Nunca habría esperado que dedicaría una sola línea a la obra o la vida de la adusta Louise Bourgeois y, sin embargo, ahora que ha muerto me veo irresistiblemente atraído por su biografía personal y artística.

Señora del horror y de la espantosa muerte, señora del sexo enrevesado, sucio o concupiscente. Fuera de todo placer, al margen de toda belleza, la obra de esta artista lleva hasta los lindes del desagrado y la monstruosidad. Lleva hasta esos lindes para, de un lado, entrar en ellos y, de otro, salir de su fealdad opresiva para permitir que la contemplemos como un bicho, una araña o una cucaracha instalada en el propio hogar.
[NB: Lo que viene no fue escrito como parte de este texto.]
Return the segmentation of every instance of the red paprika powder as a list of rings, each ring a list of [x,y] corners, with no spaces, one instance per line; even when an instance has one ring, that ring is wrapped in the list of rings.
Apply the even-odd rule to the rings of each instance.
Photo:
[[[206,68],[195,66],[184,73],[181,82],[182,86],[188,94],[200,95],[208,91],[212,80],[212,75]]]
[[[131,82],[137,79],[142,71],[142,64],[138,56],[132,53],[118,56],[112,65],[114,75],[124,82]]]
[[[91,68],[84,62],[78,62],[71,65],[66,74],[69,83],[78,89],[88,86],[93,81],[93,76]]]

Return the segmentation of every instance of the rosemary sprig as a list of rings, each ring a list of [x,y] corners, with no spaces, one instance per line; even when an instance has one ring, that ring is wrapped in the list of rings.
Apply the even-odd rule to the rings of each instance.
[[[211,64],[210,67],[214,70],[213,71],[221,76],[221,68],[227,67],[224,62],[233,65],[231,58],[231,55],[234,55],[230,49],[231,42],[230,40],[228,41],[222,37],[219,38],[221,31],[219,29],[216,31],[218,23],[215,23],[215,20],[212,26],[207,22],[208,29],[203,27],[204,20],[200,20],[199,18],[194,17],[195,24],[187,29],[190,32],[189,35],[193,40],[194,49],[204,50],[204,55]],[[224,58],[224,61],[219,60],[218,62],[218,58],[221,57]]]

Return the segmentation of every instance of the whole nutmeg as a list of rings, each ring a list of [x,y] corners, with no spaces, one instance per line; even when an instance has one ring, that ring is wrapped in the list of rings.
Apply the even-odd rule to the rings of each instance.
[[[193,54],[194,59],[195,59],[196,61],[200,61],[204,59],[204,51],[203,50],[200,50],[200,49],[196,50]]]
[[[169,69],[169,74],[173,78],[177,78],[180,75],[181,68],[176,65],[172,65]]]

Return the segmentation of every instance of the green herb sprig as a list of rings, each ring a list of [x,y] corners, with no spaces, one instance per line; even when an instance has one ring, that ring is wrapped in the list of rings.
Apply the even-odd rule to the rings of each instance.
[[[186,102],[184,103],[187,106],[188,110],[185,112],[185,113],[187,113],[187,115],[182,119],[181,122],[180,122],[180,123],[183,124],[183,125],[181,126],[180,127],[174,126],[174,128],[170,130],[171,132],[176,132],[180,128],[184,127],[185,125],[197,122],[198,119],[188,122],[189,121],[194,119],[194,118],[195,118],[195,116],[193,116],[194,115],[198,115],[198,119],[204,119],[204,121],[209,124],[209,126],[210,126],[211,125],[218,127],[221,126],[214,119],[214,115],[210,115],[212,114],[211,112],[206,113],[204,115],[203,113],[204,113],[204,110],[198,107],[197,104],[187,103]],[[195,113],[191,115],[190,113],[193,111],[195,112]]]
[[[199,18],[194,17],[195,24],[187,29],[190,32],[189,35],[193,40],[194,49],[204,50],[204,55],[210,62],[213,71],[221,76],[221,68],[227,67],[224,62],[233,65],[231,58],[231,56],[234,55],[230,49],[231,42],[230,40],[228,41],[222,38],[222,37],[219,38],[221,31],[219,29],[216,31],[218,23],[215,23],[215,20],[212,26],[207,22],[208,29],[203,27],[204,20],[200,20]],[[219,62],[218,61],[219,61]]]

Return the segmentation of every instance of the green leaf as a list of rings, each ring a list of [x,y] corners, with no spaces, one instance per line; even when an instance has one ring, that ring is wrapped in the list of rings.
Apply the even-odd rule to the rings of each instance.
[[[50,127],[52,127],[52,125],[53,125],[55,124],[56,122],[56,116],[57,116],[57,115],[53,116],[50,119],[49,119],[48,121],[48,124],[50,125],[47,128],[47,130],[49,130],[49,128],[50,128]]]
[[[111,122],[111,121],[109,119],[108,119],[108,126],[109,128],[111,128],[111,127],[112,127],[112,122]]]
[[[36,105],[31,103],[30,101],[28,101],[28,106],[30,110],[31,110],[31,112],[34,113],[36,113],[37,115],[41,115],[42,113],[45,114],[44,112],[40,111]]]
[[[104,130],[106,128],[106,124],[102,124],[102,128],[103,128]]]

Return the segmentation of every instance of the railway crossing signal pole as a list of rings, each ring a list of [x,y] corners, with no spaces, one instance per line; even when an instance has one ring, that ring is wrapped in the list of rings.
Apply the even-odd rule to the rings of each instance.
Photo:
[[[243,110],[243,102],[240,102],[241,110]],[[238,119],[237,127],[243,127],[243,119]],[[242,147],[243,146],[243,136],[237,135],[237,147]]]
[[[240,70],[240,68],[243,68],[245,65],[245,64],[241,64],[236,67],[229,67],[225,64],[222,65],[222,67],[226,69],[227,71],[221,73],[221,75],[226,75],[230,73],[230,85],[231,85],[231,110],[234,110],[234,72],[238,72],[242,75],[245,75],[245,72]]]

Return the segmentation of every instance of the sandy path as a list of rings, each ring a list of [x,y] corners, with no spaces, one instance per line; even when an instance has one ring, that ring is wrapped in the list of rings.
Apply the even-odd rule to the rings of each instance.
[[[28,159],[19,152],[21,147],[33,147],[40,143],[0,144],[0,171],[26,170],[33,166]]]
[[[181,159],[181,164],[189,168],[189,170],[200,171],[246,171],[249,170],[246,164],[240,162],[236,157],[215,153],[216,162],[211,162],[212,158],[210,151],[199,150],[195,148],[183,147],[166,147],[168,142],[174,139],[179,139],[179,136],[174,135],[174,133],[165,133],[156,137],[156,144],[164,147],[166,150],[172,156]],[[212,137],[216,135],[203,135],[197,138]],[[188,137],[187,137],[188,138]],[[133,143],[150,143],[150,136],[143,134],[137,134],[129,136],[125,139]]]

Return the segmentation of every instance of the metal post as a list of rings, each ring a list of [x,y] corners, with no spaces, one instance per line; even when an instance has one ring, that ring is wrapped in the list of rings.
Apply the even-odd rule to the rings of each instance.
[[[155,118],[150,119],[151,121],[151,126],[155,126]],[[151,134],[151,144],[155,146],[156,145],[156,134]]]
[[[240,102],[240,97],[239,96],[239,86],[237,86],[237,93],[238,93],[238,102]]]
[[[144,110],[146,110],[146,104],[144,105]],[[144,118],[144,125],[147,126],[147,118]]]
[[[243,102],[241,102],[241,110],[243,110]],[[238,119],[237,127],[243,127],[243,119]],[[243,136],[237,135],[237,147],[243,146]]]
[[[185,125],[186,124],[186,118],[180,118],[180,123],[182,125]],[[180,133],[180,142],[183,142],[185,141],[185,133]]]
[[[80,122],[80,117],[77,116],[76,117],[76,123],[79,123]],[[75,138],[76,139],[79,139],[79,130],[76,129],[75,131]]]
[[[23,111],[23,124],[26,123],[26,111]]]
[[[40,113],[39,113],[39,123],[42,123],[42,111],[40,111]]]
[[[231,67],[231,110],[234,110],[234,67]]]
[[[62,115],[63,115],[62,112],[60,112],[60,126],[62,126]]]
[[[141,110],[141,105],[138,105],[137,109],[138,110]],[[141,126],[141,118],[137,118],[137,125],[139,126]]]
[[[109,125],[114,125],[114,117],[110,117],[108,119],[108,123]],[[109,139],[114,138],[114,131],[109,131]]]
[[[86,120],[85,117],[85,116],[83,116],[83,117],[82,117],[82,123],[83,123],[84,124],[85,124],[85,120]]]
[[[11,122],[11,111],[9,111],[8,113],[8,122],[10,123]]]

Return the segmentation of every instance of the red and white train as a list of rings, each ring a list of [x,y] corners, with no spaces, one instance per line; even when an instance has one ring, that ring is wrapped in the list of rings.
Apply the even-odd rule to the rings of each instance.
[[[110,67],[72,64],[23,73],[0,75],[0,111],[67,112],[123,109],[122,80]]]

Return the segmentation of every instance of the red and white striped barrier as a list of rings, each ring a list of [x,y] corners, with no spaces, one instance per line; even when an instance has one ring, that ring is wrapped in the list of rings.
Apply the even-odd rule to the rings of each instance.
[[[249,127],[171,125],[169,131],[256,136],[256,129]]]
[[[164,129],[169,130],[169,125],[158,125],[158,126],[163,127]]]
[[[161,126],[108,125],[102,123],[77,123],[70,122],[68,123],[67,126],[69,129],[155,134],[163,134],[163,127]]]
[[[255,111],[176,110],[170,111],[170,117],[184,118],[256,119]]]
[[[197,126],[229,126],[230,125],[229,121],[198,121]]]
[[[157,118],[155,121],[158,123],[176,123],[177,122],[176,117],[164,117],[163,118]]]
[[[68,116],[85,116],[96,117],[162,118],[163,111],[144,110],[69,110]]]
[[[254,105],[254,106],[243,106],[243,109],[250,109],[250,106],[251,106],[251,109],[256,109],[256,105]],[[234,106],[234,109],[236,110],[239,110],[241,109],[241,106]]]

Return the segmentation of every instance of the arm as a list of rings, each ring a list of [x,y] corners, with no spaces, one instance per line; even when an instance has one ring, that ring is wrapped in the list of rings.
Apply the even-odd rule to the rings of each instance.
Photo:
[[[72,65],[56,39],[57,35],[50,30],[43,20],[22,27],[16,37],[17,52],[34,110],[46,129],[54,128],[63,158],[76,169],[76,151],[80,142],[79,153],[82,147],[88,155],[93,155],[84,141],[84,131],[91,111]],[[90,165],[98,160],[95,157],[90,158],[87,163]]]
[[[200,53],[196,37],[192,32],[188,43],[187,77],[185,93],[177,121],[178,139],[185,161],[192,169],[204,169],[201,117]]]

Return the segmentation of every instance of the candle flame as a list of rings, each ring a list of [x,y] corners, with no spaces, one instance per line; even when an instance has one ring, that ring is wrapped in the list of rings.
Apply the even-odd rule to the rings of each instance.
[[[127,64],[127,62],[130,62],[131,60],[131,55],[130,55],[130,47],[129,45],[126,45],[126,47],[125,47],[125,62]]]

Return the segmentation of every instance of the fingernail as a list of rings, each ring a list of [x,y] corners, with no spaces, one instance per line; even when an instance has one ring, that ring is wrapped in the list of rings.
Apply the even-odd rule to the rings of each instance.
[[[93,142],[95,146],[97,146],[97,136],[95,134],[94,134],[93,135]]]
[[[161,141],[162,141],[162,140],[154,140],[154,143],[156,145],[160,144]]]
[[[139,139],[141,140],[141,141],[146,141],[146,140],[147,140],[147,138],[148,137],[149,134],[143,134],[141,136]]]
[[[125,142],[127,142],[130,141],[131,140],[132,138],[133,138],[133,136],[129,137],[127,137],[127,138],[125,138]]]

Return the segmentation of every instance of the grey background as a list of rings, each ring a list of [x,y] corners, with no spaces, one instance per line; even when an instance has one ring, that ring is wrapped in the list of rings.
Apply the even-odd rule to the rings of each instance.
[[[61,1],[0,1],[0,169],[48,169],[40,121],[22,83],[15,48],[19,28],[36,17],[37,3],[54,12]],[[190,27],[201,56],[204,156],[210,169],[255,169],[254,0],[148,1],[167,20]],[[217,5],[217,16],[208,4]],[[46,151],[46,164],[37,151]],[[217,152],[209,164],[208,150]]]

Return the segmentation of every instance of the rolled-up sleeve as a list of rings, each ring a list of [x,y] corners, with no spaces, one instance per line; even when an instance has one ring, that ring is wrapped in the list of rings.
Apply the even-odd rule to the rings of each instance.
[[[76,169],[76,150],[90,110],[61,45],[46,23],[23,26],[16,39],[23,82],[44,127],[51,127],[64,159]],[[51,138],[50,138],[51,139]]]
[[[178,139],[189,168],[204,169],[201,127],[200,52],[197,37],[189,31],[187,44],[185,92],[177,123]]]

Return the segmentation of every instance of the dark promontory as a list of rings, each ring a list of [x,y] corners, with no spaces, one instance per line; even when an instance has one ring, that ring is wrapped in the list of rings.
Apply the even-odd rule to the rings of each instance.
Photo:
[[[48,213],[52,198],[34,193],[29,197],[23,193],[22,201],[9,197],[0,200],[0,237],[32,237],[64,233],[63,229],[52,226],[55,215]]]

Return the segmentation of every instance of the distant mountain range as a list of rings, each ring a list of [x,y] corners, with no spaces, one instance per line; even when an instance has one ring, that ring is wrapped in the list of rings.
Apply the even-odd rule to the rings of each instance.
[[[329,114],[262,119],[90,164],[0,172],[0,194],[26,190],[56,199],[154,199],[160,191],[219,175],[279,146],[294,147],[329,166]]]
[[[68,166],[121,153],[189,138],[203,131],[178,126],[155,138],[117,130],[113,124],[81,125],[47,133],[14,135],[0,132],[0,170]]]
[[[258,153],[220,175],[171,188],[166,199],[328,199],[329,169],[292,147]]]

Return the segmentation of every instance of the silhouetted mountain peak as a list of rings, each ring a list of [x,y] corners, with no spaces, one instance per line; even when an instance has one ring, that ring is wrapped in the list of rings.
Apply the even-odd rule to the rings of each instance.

Desde un horror a otro, desde una excentricidad planetaria hasta una horrorosa cotidianidad, la línea que traza su obra es el linde entre lo soportable y lo insoportable de la pesadilla, exacerbada o no. Y acaso fue esta potente impresión que abatía cualquier discurso crítico la que la colocó en la primera línea de los museos cuando ya había cumplido 70 años, la edad del horror. Antes de ese cumpleaños su obra podría parecer efectista, pero, a partir de esa edad, tanto para las feministas más turbias como para los curators más listos, su creación transpiraba un insoportable e insufrible ración de verdad.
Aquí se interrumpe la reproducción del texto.